Es en este contexto y consciente de esta circunstancia extrema que la ciudadanía debe considerar su participación electoral frente a un intento absolutamente inconstitucional como la asfixia de nuestros principios democráticos mediante un aberrante fraude constitucional. En función de esta situación extrema es que nuestra valerosa y consciente sociedad civil debe demandar del liderazgo político partidista, comunitario y social se una tras una estrategia de combate contra el totalitarismo. Inicie una cruzada de concientización sobre la gravedad del momento y la naturaleza totalitaria del fraude constitucional y acuerde la política a seguir el 9 de diciembre – abstención o participación – en función de las acciones futuras a desarrollar. Que debieran constituir una bitácora obligatoria para todos los convocantes.

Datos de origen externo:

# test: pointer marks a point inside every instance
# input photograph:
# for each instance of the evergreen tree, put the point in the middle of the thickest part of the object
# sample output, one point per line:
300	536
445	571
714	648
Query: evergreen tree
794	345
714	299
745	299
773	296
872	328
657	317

Pues no se trata de agotar nuestra acciones extendiéndole un cheque en blanco al liderazgo ocasional para que luego de obtenido nuestro masivo respaldo ciudadano incumpla sus sagrados compromisos de enfrentarse al totalitarismo – como ya ha sucedido -, sino de crear de una vez por todas un frente unitario que lo combata ahora y siempre, exitosamente. La lucha por la democracia es un compromiso sagrado que no termina el 9-D. Puede que entonces recién comience.
Entonces sonará la hora de la verdad.